[quote girl71]"@walksen This is a risk the landlord should have educated themselves about before entering the business of renting out their house".
Or perhaps we should educate renter's that they need to leave a house that is not theirs when notice is served. Perhaps we should be encouraging and educating renters to consider how they will house themselves and their families based on their incomes, rather than push back onto Landlords. Perhaps we should educate people that landlords are not charities. Rather than expecting landlords them to let live in their properties for peanuts /free/ wait to be evicted. Perhaps we should remind people that landlords have mortgages, and that housing has to be paid for and paying rent is not optional. Perhaps we should educate people that when you have been served notice to leave, you should leave. It is NOT your house, you need to leave. How you house yourself and your family is your issue not the landlord's . [/quote]
People like you just don't listen.
The way people house themselves on low income, if they find themselves in the unfortunate circumstances of being evicted and having nowhere else to go, is through the council. They can only do that by following the council's rules which is to stay where they are until escorted out by bailiffs.

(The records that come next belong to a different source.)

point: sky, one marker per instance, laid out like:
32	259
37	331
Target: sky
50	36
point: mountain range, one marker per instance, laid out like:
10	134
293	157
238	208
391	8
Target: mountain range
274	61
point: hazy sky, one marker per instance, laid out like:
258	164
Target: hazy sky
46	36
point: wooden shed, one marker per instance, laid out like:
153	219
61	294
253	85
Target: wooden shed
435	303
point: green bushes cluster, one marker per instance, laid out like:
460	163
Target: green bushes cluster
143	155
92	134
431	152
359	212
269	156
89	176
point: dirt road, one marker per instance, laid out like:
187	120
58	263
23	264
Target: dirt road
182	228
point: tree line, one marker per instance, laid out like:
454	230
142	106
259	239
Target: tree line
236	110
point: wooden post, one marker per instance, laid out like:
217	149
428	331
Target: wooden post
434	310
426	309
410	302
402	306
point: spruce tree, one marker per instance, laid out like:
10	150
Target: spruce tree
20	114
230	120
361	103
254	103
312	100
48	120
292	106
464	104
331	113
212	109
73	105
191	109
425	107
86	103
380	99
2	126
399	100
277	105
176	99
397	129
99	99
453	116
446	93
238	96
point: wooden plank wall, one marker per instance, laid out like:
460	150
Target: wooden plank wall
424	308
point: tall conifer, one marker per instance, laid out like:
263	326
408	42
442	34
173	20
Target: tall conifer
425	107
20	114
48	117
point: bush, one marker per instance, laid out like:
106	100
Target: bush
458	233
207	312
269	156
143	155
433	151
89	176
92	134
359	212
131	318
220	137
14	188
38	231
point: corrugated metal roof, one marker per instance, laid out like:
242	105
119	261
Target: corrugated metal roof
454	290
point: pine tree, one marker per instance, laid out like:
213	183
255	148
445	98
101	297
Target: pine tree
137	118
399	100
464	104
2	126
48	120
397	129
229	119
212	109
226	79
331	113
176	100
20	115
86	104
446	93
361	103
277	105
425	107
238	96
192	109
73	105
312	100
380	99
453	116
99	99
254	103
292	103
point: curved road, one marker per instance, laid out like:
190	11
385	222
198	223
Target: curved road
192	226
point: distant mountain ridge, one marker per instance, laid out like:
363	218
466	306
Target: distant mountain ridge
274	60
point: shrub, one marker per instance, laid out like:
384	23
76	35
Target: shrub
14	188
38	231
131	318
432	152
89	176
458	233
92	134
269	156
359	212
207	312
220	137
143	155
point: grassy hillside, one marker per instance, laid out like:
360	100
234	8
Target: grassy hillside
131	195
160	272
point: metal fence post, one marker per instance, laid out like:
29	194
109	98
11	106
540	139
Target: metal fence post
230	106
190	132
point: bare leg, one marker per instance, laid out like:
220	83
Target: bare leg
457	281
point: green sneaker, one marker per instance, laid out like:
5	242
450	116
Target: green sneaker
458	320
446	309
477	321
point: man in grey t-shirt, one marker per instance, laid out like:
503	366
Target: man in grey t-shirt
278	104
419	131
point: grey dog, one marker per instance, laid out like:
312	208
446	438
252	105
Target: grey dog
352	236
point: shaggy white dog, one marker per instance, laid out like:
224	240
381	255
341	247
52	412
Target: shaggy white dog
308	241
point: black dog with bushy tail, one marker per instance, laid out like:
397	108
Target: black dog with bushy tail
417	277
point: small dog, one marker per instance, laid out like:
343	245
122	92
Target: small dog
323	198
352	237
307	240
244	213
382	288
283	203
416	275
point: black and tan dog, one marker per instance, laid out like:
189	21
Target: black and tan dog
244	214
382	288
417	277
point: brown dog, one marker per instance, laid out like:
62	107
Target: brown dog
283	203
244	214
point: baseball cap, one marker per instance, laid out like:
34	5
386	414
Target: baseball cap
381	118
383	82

Many people on low incomes need social housing it's as simple as that, if their earnings will realistically never be enough for private rental and they don't have a guarantor. People can't always help their earning potential, there will always be some on very low wages with no chance of that improving and needing social housing. But there isn't enough social housing to go round.
In many areas, unless you inherit a tenancy (which I don't agree with, FWIW) you're realistically only going to be able to get social housing if you're disabled, a single parent and on benefits, or homeless. Those who can't find private rent and facing eviction are doing the ONLY thing they can do.
Which in the long term is also going to be the best thing for them (and any future landlords they'd potentially end up overstaying their welcome with): Following the homelessness procedure and getting rehoused somewhere by the council, however awful it may be. Because ultimately, that's how they end up with a permanent tenancy which they can actually afford. And where they have some hope of repairs being done (since social landlords can't choose to decline to renew the tenancy instead of carrying out repairs).
It's not a question of "educate tenants". To do what? Make themselves rough sleepers and not entitled to council assistance? Nobody in their right mind is going to choose that when there's another option available. This is the procedure. The fact you don't like it is irrelevant.